К нему обращались в тех случаях, когда требовалось поблагодарить и поощрить горожан, призвать их бесстрашно переносить лишения и совершать новые подвиги. Тому, кто высоко оценивал свое поведение во время блокады, предлагались готовые идеологические образцы.
«Изнутри трудно чувствовать себя героем… пока человеку не объяснили, что он герой, и не убедили его в этом», – подчеркивала Л. Гинзбург[1636]
.Она считала, что в 1941–1942 гг. «было не до того, чтобы вслушиваться в объяснения»[1637]
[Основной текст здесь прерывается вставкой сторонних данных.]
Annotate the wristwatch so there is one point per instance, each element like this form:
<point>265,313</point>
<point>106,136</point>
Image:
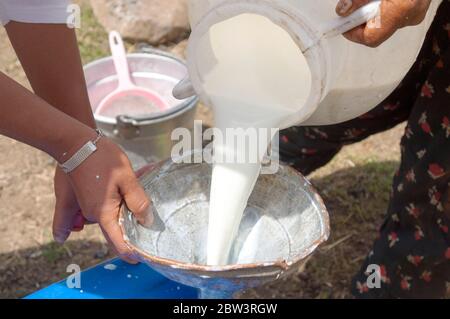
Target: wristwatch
<point>82,154</point>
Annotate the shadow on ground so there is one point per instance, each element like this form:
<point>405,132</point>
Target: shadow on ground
<point>356,199</point>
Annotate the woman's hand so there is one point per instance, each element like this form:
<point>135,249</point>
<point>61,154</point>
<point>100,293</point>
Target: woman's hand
<point>67,217</point>
<point>97,188</point>
<point>395,14</point>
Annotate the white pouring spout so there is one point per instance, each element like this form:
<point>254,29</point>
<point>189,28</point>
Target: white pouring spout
<point>343,85</point>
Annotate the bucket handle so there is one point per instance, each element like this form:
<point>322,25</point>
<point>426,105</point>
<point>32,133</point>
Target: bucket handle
<point>362,15</point>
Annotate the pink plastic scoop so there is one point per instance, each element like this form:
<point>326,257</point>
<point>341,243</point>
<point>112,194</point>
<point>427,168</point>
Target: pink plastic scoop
<point>127,99</point>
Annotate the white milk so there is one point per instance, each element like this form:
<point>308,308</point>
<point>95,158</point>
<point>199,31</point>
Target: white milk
<point>245,95</point>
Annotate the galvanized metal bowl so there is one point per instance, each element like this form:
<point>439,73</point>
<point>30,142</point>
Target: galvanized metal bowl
<point>144,139</point>
<point>285,221</point>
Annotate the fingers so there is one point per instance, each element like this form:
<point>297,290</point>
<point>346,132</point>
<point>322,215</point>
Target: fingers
<point>113,234</point>
<point>137,201</point>
<point>379,29</point>
<point>345,8</point>
<point>145,170</point>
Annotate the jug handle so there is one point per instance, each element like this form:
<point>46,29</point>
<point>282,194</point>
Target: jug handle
<point>363,15</point>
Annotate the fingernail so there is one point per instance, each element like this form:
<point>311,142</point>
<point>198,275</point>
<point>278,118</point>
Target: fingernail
<point>78,221</point>
<point>344,6</point>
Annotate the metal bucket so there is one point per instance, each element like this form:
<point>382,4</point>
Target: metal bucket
<point>284,222</point>
<point>144,139</point>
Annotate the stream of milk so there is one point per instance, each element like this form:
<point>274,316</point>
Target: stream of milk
<point>250,84</point>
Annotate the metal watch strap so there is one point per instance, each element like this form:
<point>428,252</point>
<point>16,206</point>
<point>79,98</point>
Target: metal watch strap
<point>81,155</point>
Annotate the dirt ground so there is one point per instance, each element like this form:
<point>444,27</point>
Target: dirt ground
<point>355,187</point>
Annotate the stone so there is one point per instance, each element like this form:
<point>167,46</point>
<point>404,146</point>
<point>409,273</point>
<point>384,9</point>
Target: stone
<point>154,21</point>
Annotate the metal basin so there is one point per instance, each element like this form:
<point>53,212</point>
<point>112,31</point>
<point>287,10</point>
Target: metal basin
<point>285,221</point>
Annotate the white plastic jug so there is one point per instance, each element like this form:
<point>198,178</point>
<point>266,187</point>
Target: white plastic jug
<point>291,53</point>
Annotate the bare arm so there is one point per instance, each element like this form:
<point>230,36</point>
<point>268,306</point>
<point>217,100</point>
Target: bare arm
<point>29,119</point>
<point>50,57</point>
<point>60,125</point>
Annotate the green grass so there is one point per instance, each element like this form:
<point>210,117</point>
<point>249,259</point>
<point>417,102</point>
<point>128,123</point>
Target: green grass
<point>92,37</point>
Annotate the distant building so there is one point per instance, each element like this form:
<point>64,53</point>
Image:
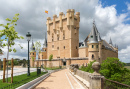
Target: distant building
<point>63,42</point>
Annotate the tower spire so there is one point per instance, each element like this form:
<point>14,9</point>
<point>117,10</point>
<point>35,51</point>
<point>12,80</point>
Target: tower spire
<point>93,36</point>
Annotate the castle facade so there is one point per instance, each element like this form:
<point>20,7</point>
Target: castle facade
<point>63,43</point>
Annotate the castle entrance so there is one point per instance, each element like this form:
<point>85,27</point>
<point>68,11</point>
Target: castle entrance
<point>64,63</point>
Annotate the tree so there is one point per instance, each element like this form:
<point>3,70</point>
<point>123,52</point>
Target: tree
<point>113,69</point>
<point>38,47</point>
<point>11,35</point>
<point>50,59</point>
<point>88,68</point>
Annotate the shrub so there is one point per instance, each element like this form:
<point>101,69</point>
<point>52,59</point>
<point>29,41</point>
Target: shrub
<point>88,68</point>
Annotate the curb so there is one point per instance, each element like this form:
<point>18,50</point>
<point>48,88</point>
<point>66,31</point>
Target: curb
<point>79,80</point>
<point>32,84</point>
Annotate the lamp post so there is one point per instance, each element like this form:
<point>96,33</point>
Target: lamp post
<point>28,35</point>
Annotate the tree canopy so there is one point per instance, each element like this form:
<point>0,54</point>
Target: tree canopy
<point>113,69</point>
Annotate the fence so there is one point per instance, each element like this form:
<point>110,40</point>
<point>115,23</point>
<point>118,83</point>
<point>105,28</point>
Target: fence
<point>19,83</point>
<point>17,73</point>
<point>109,84</point>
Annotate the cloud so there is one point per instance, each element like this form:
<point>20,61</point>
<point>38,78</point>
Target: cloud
<point>128,5</point>
<point>33,19</point>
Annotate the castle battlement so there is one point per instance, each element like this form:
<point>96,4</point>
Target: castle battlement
<point>70,16</point>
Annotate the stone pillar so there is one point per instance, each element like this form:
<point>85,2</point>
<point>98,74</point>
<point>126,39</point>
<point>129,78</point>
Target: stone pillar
<point>95,78</point>
<point>12,65</point>
<point>4,68</point>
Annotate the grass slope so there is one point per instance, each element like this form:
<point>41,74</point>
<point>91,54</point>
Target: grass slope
<point>18,78</point>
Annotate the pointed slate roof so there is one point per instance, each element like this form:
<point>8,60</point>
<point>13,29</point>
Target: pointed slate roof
<point>110,42</point>
<point>32,47</point>
<point>99,38</point>
<point>93,34</point>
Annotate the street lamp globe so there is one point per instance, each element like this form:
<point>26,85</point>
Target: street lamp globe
<point>28,36</point>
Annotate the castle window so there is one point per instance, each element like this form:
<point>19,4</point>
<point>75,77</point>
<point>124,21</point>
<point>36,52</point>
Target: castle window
<point>97,46</point>
<point>92,56</point>
<point>92,46</point>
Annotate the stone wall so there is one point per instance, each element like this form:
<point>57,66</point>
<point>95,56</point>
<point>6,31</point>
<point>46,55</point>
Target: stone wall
<point>83,52</point>
<point>108,53</point>
<point>79,61</point>
<point>57,62</point>
<point>67,29</point>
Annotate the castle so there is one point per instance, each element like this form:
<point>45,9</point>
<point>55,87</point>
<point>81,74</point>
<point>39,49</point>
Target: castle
<point>63,43</point>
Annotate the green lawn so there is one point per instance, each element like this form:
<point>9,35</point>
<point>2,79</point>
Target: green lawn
<point>19,79</point>
<point>53,68</point>
<point>128,67</point>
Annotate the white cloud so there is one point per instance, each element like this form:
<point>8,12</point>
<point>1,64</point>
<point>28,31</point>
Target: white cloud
<point>128,5</point>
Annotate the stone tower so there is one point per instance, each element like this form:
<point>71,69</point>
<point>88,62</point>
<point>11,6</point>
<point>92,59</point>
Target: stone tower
<point>43,54</point>
<point>63,35</point>
<point>32,55</point>
<point>95,44</point>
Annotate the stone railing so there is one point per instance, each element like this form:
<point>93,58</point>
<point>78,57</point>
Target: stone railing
<point>93,80</point>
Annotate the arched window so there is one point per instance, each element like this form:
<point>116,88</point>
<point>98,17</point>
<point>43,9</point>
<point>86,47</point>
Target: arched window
<point>52,37</point>
<point>57,37</point>
<point>92,56</point>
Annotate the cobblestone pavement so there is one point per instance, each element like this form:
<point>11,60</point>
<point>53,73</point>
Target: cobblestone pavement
<point>16,71</point>
<point>60,80</point>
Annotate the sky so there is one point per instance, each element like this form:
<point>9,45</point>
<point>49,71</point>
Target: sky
<point>112,18</point>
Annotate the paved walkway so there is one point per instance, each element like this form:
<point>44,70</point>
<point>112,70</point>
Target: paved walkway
<point>60,80</point>
<point>16,71</point>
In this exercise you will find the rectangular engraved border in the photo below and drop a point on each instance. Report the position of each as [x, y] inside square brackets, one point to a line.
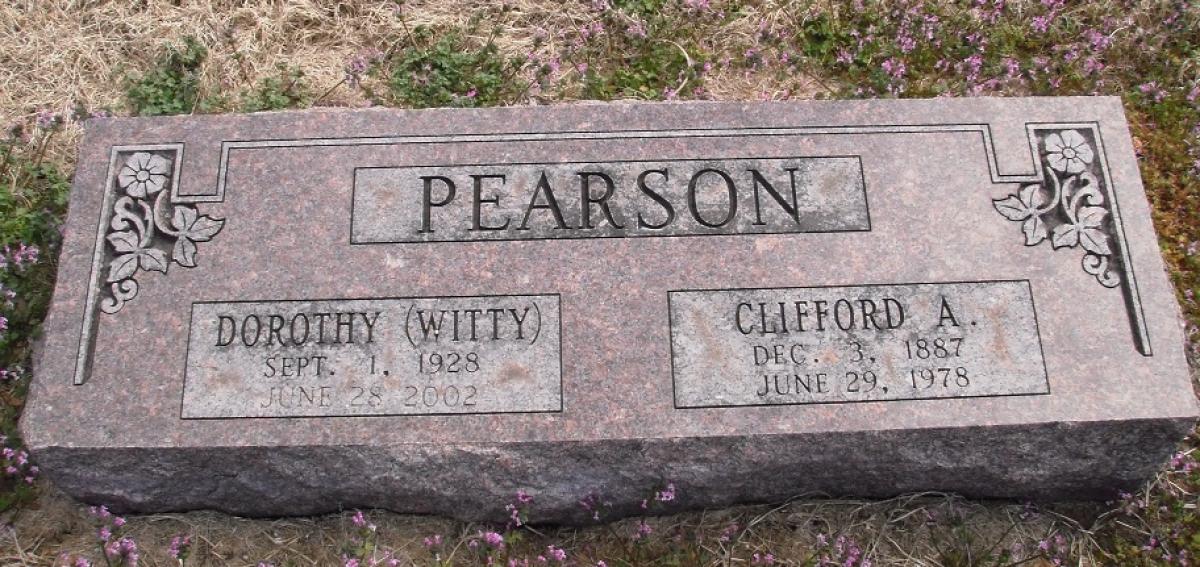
[862, 177]
[1037, 330]
[558, 299]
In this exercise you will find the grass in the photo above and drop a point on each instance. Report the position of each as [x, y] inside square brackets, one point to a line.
[61, 61]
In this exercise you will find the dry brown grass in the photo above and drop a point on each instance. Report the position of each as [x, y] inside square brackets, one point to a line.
[54, 54]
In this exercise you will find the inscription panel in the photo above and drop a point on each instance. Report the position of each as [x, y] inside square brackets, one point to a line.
[819, 345]
[375, 357]
[609, 200]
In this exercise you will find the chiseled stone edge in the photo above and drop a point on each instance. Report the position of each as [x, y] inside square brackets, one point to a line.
[473, 482]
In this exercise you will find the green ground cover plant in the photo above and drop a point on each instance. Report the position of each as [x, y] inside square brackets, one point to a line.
[430, 54]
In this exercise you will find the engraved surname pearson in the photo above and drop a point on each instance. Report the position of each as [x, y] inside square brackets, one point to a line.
[622, 198]
[373, 357]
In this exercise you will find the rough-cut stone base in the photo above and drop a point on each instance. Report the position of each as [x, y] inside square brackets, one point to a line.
[474, 482]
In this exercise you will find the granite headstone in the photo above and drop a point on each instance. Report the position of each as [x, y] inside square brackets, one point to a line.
[430, 310]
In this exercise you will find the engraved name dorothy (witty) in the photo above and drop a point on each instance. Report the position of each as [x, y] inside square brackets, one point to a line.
[298, 353]
[597, 191]
[851, 365]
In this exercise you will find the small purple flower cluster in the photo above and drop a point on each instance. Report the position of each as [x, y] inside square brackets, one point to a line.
[843, 551]
[1183, 461]
[359, 65]
[519, 509]
[180, 547]
[16, 463]
[762, 559]
[594, 505]
[1055, 549]
[119, 550]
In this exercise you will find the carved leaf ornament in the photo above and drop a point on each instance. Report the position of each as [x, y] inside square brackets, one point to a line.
[1068, 208]
[147, 225]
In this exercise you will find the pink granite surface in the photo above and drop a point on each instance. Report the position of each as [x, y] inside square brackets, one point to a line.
[1110, 417]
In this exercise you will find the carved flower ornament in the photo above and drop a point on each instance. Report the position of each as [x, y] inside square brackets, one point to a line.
[143, 174]
[1068, 153]
[1071, 210]
[139, 216]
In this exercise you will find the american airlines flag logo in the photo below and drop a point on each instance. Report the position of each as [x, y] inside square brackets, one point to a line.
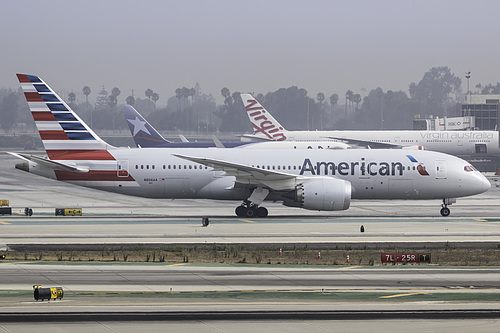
[61, 130]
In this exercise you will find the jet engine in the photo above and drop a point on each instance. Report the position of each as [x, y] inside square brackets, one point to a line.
[321, 193]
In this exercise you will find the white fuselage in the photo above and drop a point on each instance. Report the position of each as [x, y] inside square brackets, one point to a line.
[374, 174]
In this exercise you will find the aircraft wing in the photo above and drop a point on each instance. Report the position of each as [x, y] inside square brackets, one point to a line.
[272, 179]
[368, 143]
[48, 163]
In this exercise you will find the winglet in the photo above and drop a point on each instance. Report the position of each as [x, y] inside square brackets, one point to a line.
[263, 123]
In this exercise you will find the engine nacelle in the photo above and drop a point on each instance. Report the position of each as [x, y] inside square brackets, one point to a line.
[321, 193]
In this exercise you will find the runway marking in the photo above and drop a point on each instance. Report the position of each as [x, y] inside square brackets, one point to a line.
[401, 295]
[376, 210]
[248, 221]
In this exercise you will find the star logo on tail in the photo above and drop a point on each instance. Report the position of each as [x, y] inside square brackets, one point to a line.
[139, 125]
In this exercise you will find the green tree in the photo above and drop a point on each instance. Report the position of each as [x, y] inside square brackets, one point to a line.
[130, 100]
[71, 97]
[86, 91]
[8, 111]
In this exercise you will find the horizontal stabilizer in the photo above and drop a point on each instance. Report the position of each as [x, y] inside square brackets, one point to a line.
[48, 163]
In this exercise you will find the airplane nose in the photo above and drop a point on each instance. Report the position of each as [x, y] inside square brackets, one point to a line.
[486, 185]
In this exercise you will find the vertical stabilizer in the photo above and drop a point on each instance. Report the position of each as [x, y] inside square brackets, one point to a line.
[144, 134]
[62, 131]
[263, 123]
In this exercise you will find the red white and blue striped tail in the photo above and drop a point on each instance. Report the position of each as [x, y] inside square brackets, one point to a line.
[64, 134]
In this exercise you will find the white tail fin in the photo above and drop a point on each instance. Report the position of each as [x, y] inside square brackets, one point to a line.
[62, 131]
[263, 123]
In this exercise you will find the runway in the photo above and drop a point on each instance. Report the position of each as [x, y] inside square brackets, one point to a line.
[145, 288]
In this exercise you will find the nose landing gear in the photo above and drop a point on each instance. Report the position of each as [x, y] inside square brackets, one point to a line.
[445, 211]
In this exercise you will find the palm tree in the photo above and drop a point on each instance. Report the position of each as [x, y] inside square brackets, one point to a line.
[356, 98]
[225, 93]
[71, 97]
[86, 91]
[348, 97]
[130, 100]
[149, 93]
[178, 95]
[155, 97]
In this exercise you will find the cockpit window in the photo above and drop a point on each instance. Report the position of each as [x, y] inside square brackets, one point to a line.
[469, 168]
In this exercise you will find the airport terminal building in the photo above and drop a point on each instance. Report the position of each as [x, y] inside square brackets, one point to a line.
[485, 110]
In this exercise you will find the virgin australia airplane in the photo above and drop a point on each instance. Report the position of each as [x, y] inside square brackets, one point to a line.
[266, 127]
[314, 179]
[146, 136]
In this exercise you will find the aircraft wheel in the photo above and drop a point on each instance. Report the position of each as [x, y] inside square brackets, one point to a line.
[251, 212]
[241, 211]
[445, 211]
[262, 212]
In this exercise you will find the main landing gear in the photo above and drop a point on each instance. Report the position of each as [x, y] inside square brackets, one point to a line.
[445, 211]
[250, 207]
[250, 211]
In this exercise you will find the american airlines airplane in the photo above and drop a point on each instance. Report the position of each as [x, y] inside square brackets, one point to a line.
[146, 136]
[266, 127]
[314, 179]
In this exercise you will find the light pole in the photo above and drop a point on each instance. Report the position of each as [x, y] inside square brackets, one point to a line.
[467, 76]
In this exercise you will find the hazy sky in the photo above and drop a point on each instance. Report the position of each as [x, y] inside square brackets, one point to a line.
[247, 46]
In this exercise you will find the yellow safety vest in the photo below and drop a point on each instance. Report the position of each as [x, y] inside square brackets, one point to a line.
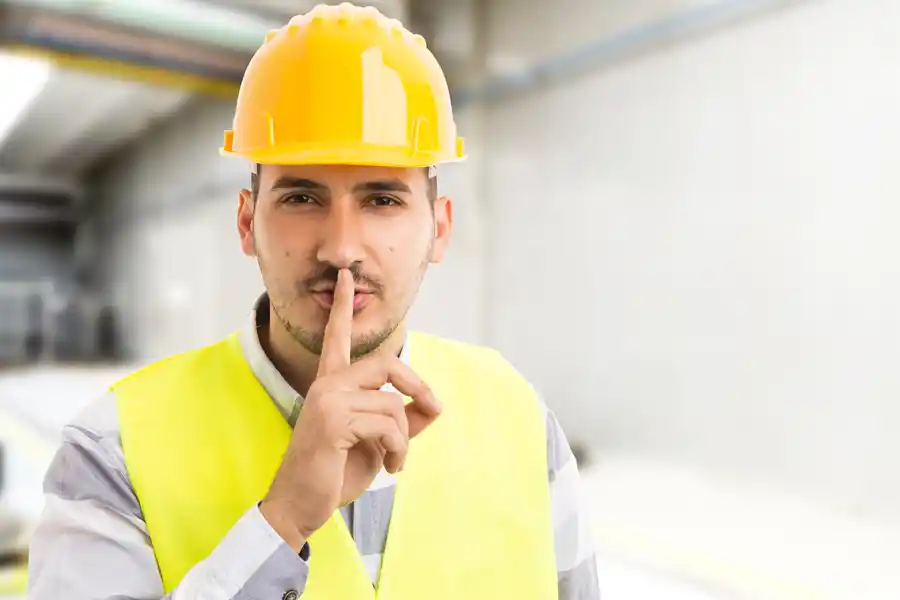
[471, 517]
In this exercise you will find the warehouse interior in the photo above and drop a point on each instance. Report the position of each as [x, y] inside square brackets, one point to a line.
[678, 219]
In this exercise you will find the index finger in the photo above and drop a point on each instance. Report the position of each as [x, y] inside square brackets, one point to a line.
[336, 342]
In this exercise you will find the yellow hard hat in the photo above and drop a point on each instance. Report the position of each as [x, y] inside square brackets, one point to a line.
[344, 85]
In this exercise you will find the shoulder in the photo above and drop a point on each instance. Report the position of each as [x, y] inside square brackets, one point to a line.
[172, 367]
[89, 464]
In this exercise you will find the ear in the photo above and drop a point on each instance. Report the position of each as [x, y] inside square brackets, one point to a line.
[443, 228]
[245, 222]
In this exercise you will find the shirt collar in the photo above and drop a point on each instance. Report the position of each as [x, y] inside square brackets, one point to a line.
[286, 399]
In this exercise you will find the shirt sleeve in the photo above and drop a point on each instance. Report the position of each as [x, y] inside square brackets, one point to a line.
[91, 542]
[576, 563]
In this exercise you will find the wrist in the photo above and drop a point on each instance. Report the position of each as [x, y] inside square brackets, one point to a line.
[283, 525]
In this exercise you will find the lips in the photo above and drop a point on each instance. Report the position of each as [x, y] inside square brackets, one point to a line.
[325, 298]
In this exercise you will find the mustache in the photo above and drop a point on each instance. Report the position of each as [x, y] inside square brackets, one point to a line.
[328, 274]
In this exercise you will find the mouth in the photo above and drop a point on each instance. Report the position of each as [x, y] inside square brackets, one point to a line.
[325, 298]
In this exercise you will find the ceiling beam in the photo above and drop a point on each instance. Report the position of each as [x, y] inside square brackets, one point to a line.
[122, 51]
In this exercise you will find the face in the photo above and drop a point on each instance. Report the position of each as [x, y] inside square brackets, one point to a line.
[310, 221]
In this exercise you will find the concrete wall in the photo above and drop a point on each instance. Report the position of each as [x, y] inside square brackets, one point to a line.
[693, 253]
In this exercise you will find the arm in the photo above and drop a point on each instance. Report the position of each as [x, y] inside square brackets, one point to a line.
[92, 544]
[575, 559]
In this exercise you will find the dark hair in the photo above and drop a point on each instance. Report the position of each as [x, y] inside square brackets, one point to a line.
[432, 184]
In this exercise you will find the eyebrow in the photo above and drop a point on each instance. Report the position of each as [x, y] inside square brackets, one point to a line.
[292, 183]
[383, 185]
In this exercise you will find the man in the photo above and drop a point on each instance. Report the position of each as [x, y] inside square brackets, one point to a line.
[324, 451]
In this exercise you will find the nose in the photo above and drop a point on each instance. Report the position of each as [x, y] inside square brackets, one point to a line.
[341, 237]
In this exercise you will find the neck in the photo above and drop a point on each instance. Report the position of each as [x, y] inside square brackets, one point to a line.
[298, 365]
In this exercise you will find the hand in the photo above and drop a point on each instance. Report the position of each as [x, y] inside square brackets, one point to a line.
[348, 428]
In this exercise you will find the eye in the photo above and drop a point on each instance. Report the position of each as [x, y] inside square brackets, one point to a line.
[298, 199]
[384, 201]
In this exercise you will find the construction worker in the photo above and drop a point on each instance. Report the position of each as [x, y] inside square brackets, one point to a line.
[324, 451]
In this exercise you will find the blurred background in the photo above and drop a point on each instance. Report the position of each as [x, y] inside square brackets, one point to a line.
[679, 219]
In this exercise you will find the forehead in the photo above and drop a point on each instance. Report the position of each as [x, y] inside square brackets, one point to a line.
[343, 177]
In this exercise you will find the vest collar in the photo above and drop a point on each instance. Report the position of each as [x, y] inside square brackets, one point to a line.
[286, 399]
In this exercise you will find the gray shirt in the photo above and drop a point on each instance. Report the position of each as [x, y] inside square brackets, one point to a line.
[92, 543]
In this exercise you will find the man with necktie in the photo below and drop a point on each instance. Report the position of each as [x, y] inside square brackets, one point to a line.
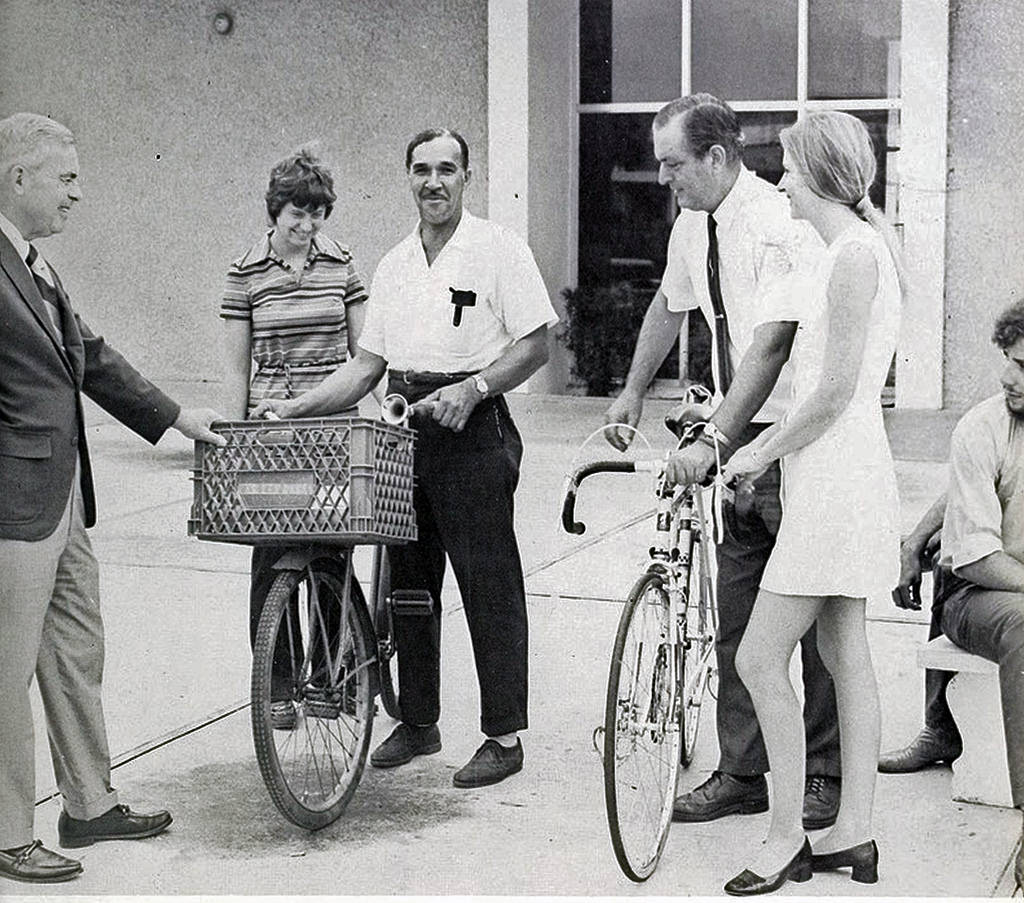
[735, 253]
[50, 624]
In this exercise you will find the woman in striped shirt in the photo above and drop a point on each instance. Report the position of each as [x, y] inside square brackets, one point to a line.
[293, 302]
[293, 308]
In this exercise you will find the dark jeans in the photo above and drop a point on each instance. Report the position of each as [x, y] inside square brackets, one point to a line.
[990, 624]
[750, 536]
[464, 507]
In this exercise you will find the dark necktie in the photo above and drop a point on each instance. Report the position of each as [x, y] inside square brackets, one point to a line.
[48, 292]
[724, 375]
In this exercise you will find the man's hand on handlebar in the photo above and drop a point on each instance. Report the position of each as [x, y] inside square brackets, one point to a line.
[689, 464]
[686, 413]
[626, 409]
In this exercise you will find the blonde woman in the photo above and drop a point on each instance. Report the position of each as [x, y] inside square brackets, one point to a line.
[839, 538]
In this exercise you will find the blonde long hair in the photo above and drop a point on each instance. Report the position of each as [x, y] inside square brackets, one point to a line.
[835, 154]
. Но признание необычности, героизма блокадного жития возникло не после «смертного времени», а вместе с ним – именно тогда, когда вереницы трупов стали обычным явлением в городе. Оно упрочилось в бесконечных разговорах о том, что пришлось переживать в страшную зиму, об утратах, о холоде, о бомбежках – каждый понимал цену того, что пришлось вынести.«И все-таки мы находим силу воли жить, бороться, работать» – в этой дневниковой записи Г. А. Князева, сделанной 31 октября 1941 г.,[1638]
как раз выявляет те черты образа ленинградцев, которые вскоре станут общепризнанными. В дневнике Г. А. Князева вообще заметно, как создается облик героя, человека порой неприметного, не свободного от сомнений и противоречий, но неизменно стойкого, воплощавшего в своих поступках идеи патриотизма[1639]. Отказ оценивать свои действия как подвиг[1640] был ведь тоже частью «идеального представления о самом себе», если воспользоваться выражением Л. Гинзбург – именно как о человеке скромном, не любящем громкие слова. Конечно, практики выживания в самое трудное время должны были в большей степени, чем позднее, отражать «негероическое» — безразличие, жестокость, обман, воровство. Но, повторим еще раз, люди знали, где они находятся и на что приходится им идти. И считали, что совершают подвиг, а он должен был быть по достоинству вознагражден. «Говорят (и это правда), что повсюду – в Тихвине, в Волхове, в Мурманске, особенно в Мурманске, – стоят эшелоны с продуктами. Ящики стоят там с надписью: „Только для Ленинграда“… Об этом говорят с восторгом, с жадностью, с нежностью… Передают, что там есть все, вплоть до бананов» – читаем мы в дневнике В. Инбер 3 января 1942 г.[1641] Л. А. Лившиц сообщал, ссылаясь на А. А. Жданова, об указании И. В. Сталина «беречь ленинградские кадры»[1642], а М. М. Краков записал в дневнике 2 января 1942 г.: «Передают слова Сталина о том, что как только будет прорвана блокада Ленинграда, он предоставит жителям санаторный режим (в части питания)»[1643].